Je me suis fait la même remarque que Karagar. En fait, cela ne m'a guère étonné. D'ailleurs, on peut transposer de telles situations dans nos propres vies. Ce qui me dégoûtait quand j'étais au collège, voire au lycée, c'est le peu de mémoire qu'avaient mes congénères, le peu de sensibilité, la grande bêtise. Et les moqueries, les rires gras (parfois les agressions), dont j'ai aussi été la cible, car toutes proportions gardées, je n'étais pas dans la "norme". Je ne veux pas jouer à la victime car je n'en étais pas une jusqu'au bout, mais ceci explique que je ne garde pas un souvenir impérissable des mes années collège.

Sinon, étudier un livre pareil, c'est mieux que de se farcir Iphigénie en 4ème comme ce fut mon cas.

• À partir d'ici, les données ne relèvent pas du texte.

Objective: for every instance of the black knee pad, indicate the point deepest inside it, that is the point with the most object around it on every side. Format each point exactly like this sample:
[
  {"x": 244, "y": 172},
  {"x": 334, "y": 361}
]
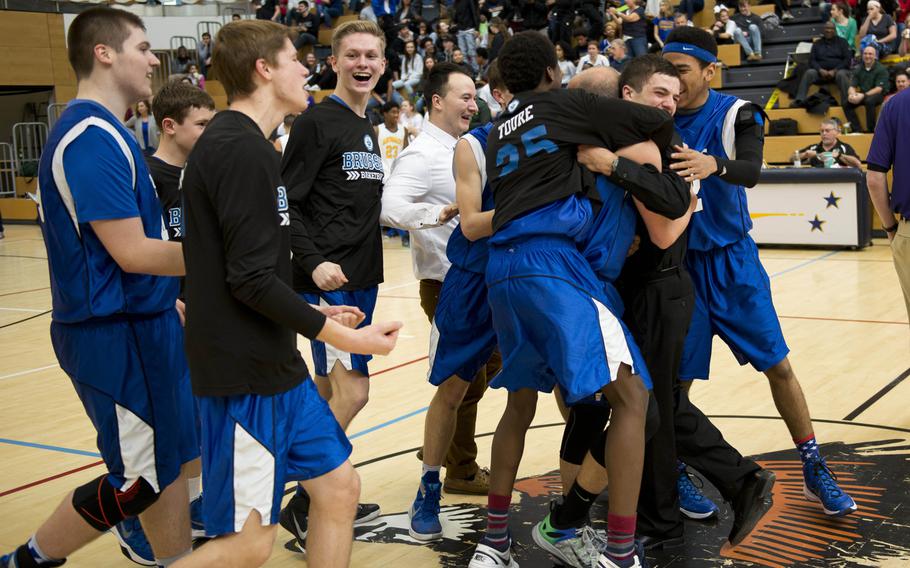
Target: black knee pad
[
  {"x": 102, "y": 506},
  {"x": 584, "y": 423},
  {"x": 599, "y": 449}
]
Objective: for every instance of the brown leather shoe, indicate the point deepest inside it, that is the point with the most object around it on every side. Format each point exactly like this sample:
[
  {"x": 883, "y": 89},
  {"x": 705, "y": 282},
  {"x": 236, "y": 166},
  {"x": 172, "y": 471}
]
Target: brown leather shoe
[{"x": 478, "y": 485}]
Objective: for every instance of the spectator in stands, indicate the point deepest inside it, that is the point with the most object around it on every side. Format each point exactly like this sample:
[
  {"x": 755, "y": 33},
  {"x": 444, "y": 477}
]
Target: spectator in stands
[
  {"x": 618, "y": 55},
  {"x": 592, "y": 58},
  {"x": 482, "y": 65},
  {"x": 878, "y": 30},
  {"x": 307, "y": 24},
  {"x": 411, "y": 69},
  {"x": 410, "y": 119},
  {"x": 565, "y": 66},
  {"x": 844, "y": 24},
  {"x": 870, "y": 80},
  {"x": 829, "y": 61},
  {"x": 407, "y": 14},
  {"x": 634, "y": 27},
  {"x": 204, "y": 52},
  {"x": 467, "y": 19},
  {"x": 459, "y": 60},
  {"x": 142, "y": 123},
  {"x": 748, "y": 30},
  {"x": 901, "y": 82},
  {"x": 830, "y": 151},
  {"x": 894, "y": 209},
  {"x": 268, "y": 10},
  {"x": 689, "y": 7},
  {"x": 182, "y": 60},
  {"x": 782, "y": 9},
  {"x": 497, "y": 37},
  {"x": 663, "y": 23}
]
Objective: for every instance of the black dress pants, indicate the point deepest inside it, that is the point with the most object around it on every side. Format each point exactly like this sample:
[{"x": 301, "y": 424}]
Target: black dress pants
[{"x": 658, "y": 313}]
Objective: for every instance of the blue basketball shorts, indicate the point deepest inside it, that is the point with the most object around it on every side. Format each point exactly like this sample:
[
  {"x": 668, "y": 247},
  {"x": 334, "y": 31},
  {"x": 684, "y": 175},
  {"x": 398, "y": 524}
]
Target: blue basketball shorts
[
  {"x": 132, "y": 377},
  {"x": 732, "y": 301},
  {"x": 462, "y": 337},
  {"x": 615, "y": 305},
  {"x": 551, "y": 318},
  {"x": 252, "y": 445},
  {"x": 325, "y": 356}
]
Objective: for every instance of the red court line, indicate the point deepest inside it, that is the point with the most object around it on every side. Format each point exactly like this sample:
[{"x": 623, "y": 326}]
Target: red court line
[
  {"x": 51, "y": 478},
  {"x": 97, "y": 463},
  {"x": 844, "y": 320}
]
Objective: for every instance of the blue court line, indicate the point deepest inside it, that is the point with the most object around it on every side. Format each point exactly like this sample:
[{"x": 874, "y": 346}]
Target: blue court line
[
  {"x": 803, "y": 264},
  {"x": 51, "y": 448},
  {"x": 389, "y": 423}
]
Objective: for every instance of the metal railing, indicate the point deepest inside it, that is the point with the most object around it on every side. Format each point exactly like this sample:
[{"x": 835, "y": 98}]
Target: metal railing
[
  {"x": 54, "y": 110},
  {"x": 29, "y": 139},
  {"x": 7, "y": 170}
]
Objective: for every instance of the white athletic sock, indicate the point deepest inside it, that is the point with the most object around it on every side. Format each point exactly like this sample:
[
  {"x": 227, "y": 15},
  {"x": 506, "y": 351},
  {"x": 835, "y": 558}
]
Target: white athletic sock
[
  {"x": 195, "y": 487},
  {"x": 165, "y": 562}
]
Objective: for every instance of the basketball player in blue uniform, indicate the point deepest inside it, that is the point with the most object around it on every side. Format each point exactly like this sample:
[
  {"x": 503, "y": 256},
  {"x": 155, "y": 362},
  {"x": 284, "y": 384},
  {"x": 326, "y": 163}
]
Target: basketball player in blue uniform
[
  {"x": 732, "y": 291},
  {"x": 115, "y": 329},
  {"x": 548, "y": 306},
  {"x": 333, "y": 171},
  {"x": 263, "y": 420},
  {"x": 462, "y": 339}
]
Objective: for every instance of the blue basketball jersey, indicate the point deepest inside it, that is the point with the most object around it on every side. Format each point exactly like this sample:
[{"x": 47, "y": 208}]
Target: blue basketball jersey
[
  {"x": 93, "y": 170},
  {"x": 612, "y": 231},
  {"x": 466, "y": 254},
  {"x": 723, "y": 217}
]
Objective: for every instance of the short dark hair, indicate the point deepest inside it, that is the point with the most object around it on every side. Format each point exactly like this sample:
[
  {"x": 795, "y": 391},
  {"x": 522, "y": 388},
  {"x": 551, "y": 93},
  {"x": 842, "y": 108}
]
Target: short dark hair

J'étais sans doute idiot à l'époque (ah bon, ça a changé depuis ?), mais je n'avais rien capté et surtout pas la beauté de la langue.

piergil a dit…

Mais quèqu'elle a donc de si extraordinaire la langue d'Iphigenie? ....n'ai jamais rien remarqué! faut dire que j'etais plus attiré par celles d'Oreste et Pylade...et pas que la langue! ...oh! y'en a un qu'a perdu quèque chose!! ..nan, c'est pô moi!

Calyste a dit…

Tu as (ou tu avais) tort, Cornus: Iphigénie est une pièce magnifique, comme presque tout de Racine.

Oh! reste et pile hard! Bon d'accord, c'est nul, Piergil!

Calyste a dit…

Ou, Piergil, comme disait l'autre: "Duo habent et bene pendentes!"

Cornus a dit…

Oui, je n'ai peut-être pas été clair, je suis d'accord que Racine c'est bien, mais à l'époque, je ne pouvais pas apprécier.